Est-ce que je ne viens pas de dire qu'elle ne valait pas la perte de mon meilleur pote ? Est-ce que je suis dans la merde? Carrément! je dirais même la grosse merde !
Après être descendu dans les rues de Paris pour aller chercher un petit déjeuner décent, je retrouve les jumeaux dans l'appartement de la belle brune. Café à la main, mes yeux sont attirés par une publicité aux couleurs flashy, qui trône sur son plan de travail.
— Tu t'es inscrite à ce truc ?
Pitié, non, Juliette. Si tu cherches un mec, je suis là !
— Non, ce n'est pas mon genre, réplique-t-elle.
— Encore un truc pour les désespérés...
Thomas parle, mais je ne l'écoute déjà plus. Mes pensées sont toutes tournées en direction de Juliette qui est rouge pivoine. Est-ce qu'elle pense quand même tenter l'expérience ? Je suis sûr qu'elle n'a pas besoin de ça pour trouver l'amour. Cette nana est tellement belle. Je dois l'en dissuader, à tout prix.

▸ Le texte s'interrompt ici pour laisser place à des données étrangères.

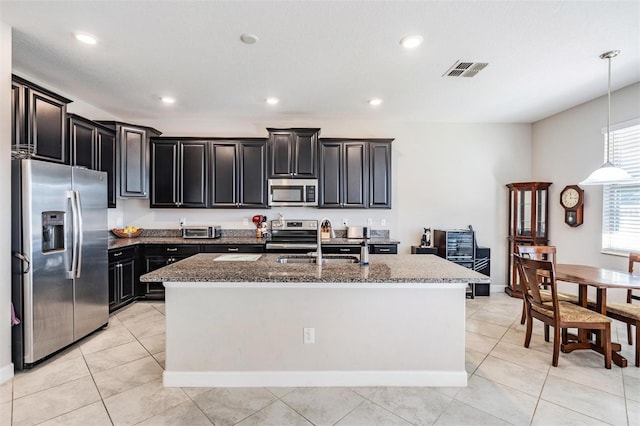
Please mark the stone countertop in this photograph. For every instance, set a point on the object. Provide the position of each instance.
(403, 268)
(117, 243)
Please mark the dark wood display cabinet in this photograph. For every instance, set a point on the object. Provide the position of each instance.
(133, 146)
(39, 121)
(93, 146)
(179, 173)
(528, 216)
(238, 173)
(293, 153)
(355, 173)
(123, 277)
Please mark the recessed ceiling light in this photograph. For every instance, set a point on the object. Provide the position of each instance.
(411, 41)
(86, 38)
(249, 38)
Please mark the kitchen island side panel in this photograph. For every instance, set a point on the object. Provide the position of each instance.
(363, 336)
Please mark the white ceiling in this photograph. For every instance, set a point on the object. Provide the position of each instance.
(325, 59)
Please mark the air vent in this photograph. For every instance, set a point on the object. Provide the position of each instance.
(465, 69)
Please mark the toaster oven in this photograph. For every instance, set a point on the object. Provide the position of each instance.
(201, 232)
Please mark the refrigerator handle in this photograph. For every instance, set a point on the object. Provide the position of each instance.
(75, 231)
(80, 237)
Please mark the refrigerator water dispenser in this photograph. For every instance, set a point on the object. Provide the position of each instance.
(52, 231)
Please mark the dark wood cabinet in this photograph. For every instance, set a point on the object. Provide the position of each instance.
(355, 173)
(238, 173)
(123, 277)
(528, 224)
(293, 153)
(343, 174)
(133, 146)
(93, 146)
(39, 121)
(380, 174)
(158, 255)
(179, 173)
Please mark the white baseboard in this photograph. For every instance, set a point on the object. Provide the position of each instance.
(6, 372)
(230, 379)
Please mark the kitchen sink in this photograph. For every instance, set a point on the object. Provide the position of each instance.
(312, 259)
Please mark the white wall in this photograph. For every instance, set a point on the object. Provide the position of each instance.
(6, 366)
(567, 147)
(444, 176)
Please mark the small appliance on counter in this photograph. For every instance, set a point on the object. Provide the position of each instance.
(358, 232)
(201, 232)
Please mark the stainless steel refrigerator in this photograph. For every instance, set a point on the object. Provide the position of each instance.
(60, 266)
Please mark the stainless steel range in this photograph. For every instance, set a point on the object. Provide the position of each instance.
(293, 236)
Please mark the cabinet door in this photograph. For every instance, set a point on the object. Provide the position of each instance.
(280, 154)
(164, 174)
(133, 162)
(17, 114)
(305, 154)
(224, 164)
(253, 191)
(114, 279)
(46, 129)
(194, 166)
(127, 280)
(82, 141)
(330, 191)
(355, 182)
(106, 147)
(380, 175)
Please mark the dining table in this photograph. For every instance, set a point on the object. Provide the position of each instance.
(601, 279)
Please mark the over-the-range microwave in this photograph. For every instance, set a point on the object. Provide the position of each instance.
(293, 192)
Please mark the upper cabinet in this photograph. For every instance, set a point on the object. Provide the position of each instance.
(94, 146)
(293, 153)
(355, 173)
(133, 143)
(179, 173)
(238, 173)
(39, 121)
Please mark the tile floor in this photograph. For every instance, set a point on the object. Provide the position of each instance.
(115, 377)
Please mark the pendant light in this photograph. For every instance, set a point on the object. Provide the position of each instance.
(608, 174)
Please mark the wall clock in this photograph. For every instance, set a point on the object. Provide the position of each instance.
(572, 199)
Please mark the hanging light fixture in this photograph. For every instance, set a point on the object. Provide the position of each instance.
(608, 174)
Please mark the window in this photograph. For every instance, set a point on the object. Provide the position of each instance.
(621, 203)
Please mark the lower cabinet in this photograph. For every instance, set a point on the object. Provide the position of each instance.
(158, 255)
(123, 277)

— Ils prétendent qu'ils peuvent trouver l'amour de ta vie avec seulement un questionnaire ? C'est osé comme pari. Et tu as vu le principe ? Tout doit se passer par messages et sans voir le physique de l'autre... n'importe quoi, m'insurgé-je.
— Ah ben c'est sûr que, toi qui ne te bases que sur le physique de tes conquêtes, tu ne risques pas de tenter un truc pareil. Et puis, franchement, plaire sans ta belle gueule, tu en es incapable, rebondit Thomas.
Mais il ne la ferme jamais, celui-là ?
Juliette a déjà quitté la conversation; elle attrape le sac poubelle et disparaît dans les couloirs.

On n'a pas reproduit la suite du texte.